ふたつの影
ルピアの手から銀の光が生まれた。直後、紅の軌跡を残して奴隷商人が板目張りの床に倒れ伏す。人の好さそうな奴隷商人の身体から脈拍と共に溢れる紅は、やがて床に四角を描き出した。
「ここから地下室へ行けるのね」
ルピアは闇色に輝く前髪を掻き上げ、奴隷商人を一瞥した後蹴り転がす。
「あなたが大人しく吐いてれば、面倒なことにならずに済んだのに……」
奴隷商人は立派な職業であり、きちんと奴隷商ギルドが存在する。それはつまり、ギルド構成員を不当に殺めたルピアに報復の未来が待っているということである。それを思うと、今からもう憂鬱であった。
ことの発端は、娘を奴隷商人から助け出してほしい、という無茶な依頼だった。無茶で無謀で、呆れを通り越して賞賛したくなるような依頼だった。
ルピアは赤黒く染まり始めてきた扉を開き、地下室への階段を下りる。奴隷とは言え売り物なのだから丁寧に扱え、とルピアはふと考える。こんな家畜以下の扱いをしていては、売れ残りが早々にダメになるのは目に見えているはずだ。
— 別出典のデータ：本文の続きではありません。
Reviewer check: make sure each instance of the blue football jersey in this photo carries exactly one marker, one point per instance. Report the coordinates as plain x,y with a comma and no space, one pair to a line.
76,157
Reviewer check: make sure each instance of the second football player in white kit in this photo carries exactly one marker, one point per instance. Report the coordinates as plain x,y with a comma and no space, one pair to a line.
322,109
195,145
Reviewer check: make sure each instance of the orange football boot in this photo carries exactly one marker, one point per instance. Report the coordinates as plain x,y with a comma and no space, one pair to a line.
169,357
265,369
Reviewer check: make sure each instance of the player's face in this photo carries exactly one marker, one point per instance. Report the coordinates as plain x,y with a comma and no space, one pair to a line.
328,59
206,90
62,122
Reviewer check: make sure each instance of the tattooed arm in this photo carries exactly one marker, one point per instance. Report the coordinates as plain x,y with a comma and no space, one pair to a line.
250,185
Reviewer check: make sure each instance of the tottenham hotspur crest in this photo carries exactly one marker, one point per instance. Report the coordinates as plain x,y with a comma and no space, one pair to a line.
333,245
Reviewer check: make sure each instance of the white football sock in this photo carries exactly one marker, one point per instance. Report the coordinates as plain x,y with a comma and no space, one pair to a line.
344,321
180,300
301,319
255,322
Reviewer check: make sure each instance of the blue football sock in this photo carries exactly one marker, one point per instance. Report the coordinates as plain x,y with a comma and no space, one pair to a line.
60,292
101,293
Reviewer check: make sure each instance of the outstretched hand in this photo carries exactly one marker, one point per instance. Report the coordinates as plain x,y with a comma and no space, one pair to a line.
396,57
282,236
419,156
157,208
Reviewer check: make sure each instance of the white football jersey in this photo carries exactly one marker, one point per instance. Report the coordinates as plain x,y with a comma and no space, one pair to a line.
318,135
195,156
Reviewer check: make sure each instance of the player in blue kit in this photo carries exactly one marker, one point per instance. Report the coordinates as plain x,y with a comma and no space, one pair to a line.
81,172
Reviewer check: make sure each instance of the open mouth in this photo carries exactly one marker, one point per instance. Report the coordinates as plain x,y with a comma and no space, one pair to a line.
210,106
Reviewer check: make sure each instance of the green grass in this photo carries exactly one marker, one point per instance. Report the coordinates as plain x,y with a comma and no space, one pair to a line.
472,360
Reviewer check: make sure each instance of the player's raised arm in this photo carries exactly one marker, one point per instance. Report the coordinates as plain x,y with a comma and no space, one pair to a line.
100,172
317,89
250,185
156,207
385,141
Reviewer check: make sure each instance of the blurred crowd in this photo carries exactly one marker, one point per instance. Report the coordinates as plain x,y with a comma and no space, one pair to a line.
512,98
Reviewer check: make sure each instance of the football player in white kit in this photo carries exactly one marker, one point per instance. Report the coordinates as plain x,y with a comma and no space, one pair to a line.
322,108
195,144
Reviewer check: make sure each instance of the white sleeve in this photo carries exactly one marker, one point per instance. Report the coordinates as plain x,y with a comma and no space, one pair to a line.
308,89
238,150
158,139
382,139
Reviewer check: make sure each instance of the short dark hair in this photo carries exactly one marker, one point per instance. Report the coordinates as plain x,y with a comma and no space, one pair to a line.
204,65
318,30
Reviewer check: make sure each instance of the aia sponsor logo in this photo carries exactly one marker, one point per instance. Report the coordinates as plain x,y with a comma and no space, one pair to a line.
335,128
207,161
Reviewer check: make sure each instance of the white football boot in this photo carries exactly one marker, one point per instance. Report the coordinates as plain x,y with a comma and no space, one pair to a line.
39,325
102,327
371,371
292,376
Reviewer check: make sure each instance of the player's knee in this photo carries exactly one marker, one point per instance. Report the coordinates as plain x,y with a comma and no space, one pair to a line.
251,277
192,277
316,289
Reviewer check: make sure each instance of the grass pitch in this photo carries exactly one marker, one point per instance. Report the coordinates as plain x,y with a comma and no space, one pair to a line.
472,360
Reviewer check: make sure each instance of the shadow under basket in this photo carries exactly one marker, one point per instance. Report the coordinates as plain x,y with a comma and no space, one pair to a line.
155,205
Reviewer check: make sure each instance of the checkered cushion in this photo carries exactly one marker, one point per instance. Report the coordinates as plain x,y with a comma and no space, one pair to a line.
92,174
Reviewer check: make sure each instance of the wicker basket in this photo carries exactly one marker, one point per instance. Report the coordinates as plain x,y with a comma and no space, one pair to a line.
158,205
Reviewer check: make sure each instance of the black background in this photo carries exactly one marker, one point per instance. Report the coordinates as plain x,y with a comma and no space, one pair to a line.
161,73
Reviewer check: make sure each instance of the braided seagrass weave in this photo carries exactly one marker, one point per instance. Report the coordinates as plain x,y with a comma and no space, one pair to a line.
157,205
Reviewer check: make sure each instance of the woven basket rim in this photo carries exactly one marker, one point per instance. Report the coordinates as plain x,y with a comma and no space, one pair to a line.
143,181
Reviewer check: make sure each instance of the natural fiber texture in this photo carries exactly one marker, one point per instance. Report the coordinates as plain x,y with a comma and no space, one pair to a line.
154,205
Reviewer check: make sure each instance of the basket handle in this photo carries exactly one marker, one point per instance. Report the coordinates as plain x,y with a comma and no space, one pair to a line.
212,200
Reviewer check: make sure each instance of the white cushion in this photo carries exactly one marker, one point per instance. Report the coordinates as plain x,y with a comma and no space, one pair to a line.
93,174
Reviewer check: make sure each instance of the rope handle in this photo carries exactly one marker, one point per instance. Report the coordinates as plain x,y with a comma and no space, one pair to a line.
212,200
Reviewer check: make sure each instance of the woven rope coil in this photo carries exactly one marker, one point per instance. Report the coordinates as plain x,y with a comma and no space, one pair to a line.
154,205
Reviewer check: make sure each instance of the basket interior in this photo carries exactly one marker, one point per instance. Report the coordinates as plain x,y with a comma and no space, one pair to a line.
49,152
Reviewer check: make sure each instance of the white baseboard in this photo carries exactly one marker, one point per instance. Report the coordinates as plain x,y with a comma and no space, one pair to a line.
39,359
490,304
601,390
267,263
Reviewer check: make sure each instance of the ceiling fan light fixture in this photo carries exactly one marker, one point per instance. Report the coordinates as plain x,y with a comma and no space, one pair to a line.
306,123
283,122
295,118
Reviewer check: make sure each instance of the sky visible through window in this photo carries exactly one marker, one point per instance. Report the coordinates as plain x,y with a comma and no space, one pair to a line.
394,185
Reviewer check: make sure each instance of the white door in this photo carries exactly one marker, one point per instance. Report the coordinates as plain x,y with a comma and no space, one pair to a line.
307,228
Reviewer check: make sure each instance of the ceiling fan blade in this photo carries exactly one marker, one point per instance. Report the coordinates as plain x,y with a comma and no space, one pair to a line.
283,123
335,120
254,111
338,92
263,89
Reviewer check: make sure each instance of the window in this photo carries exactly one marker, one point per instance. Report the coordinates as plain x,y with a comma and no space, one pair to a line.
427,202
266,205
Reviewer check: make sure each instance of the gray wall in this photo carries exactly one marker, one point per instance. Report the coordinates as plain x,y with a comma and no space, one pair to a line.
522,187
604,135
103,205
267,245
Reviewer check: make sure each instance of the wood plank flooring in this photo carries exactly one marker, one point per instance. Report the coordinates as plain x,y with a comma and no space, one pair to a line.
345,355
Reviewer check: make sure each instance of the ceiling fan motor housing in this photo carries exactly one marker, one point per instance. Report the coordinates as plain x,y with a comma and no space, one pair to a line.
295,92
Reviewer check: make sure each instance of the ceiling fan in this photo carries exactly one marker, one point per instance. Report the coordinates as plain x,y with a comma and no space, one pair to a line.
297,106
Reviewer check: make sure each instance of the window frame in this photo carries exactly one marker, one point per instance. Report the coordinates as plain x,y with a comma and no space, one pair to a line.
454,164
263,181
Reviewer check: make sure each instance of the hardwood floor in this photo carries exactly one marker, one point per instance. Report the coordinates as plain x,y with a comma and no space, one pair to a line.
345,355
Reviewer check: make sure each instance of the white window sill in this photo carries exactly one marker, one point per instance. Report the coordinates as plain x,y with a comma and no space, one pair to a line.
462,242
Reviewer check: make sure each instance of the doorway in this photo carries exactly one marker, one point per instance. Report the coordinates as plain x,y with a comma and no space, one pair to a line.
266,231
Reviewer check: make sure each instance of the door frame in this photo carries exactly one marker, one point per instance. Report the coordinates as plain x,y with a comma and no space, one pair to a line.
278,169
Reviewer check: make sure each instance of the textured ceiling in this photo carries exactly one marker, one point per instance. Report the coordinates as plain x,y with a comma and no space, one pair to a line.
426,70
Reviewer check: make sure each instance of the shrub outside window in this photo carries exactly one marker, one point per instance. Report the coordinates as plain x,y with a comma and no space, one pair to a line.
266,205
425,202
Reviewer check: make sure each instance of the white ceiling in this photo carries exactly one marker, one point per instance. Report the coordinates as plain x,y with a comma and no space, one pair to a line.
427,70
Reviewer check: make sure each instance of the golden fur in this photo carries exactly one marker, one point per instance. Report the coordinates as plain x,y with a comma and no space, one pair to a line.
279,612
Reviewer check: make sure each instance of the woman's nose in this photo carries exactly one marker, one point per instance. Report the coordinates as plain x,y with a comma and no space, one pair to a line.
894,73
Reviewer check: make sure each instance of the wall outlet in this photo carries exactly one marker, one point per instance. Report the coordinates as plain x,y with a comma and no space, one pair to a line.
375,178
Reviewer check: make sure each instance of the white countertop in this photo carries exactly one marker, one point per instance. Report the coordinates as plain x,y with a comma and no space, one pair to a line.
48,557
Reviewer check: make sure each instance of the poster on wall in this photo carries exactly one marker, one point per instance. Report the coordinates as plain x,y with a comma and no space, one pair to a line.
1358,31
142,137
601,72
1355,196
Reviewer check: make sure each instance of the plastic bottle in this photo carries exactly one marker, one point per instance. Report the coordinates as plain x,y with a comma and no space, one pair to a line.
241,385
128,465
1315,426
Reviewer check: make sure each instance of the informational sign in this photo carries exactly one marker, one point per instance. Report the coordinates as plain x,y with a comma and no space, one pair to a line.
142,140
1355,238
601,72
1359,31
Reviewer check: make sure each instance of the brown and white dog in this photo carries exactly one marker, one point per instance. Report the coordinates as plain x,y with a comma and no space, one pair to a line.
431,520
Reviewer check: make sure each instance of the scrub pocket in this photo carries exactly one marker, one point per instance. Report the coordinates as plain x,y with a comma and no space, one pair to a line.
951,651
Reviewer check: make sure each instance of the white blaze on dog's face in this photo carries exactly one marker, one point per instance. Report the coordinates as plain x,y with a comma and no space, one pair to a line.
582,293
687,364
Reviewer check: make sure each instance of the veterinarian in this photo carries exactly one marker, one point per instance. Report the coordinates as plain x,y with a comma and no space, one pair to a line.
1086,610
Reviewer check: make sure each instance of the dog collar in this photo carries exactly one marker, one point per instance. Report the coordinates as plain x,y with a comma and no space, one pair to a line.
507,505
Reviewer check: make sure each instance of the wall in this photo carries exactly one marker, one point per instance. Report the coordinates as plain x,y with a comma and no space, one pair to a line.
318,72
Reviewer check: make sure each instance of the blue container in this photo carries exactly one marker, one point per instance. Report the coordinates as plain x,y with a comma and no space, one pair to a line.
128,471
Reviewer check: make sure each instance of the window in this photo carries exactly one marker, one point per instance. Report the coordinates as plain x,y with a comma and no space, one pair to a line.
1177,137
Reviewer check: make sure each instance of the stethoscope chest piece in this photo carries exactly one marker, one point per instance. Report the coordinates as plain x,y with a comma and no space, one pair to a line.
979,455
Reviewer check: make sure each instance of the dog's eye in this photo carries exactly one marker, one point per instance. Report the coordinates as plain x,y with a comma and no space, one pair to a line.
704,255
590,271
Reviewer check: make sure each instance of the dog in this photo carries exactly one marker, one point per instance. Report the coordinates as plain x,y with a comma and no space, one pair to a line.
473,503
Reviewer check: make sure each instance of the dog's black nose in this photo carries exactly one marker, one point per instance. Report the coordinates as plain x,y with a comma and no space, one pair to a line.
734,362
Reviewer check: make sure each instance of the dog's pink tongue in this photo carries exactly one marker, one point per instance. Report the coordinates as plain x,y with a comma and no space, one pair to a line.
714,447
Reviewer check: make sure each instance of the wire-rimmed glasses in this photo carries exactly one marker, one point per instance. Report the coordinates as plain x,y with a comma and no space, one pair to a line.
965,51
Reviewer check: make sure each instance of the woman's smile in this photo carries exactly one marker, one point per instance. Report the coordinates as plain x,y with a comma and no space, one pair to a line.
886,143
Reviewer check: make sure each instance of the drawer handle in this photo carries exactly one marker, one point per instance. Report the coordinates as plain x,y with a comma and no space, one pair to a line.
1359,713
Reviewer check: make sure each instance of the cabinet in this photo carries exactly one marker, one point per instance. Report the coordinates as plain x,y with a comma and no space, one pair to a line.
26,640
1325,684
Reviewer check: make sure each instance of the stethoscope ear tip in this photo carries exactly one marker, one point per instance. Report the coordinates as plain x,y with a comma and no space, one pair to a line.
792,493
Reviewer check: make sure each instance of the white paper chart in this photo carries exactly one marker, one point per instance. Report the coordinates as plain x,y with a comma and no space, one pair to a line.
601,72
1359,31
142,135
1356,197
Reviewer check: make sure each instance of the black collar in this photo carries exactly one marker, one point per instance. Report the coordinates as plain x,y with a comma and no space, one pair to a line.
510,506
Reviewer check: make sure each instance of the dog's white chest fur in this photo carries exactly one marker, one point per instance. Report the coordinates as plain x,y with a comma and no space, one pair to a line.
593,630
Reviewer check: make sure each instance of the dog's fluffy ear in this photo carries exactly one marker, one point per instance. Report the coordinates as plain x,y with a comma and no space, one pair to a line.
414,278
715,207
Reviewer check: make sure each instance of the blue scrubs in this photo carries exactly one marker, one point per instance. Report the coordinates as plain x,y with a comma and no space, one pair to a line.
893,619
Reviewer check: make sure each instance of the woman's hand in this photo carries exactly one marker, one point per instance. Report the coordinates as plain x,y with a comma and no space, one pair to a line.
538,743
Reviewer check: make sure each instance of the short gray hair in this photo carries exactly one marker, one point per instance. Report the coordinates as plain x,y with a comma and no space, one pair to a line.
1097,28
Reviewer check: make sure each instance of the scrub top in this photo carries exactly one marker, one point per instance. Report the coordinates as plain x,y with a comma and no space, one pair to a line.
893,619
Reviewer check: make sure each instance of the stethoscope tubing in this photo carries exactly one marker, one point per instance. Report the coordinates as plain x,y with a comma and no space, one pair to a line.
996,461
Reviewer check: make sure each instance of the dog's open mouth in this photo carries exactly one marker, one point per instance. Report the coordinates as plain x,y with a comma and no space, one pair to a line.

やはりこの国で奴隷は腫れ物扱いなのだろうか、と余所者のルピアは首を傾げる。だからこそ地下に隠し、だからこそ娘を助け出したいなどと言い出したのだろう。
「いやはや、まったく……」
ルピアは似顔絵で見知った依頼主の娘を見つけ、彼女が入った牢の前で立ち止まる。
「あなたがリリーベルね?」
「はぇ?」
牢の中のリリーベルはルピアの登場に戸惑い、首を傾げる。
「えっと、上のオジサンのご家族ですか?」
不名誉極まりない認識をされたルピアはあからさまに顔を顰め、片脚に体重を乗せて返りそうになる踵を押さえつける。
「私はあなたを助けに来たのよ」
「どうしてですか?」
リリーベルは不思議そうに首を傾げる。
「あたしはもう売り物なんですよ? 誰かに助けられるとか、ちょっとよくわからないです」
予想外の言葉にルピアは言葉を詰まらせる。
「……あなた、奴隷が嫌ではないの?」
ルピアは周囲のh死んでいるのか生きているのかも曖昧な少年少女達を見やり、再びリリーベルに視線を戻す。
「人ではないのよ?」
「そうですけど……」
リリーベルは言葉を探すように小さく首を傾げる。
「それ以前に、お父様とお母様はご自身の意思で私をお売りになったのですよ?」
初めから自分は物なのだから今更どう扱われようが関係ない、と。
ルピアは呆れて息を吐いた。あの親にして、この子あり、と。
「いえ……あなたが物だと言うのなら、それを盗み出すのは私の得意分野ね」
ルピアはリリーベルの牢の鍵を短剣の柄で砕く。
「ついてきなさい。今からあなたは私の物よ」
「盗みは良くないですよ」
「私は義賊だから良いのよ」
――その夜、月明かりに照らされたふたつの影は闇を裂く風となった。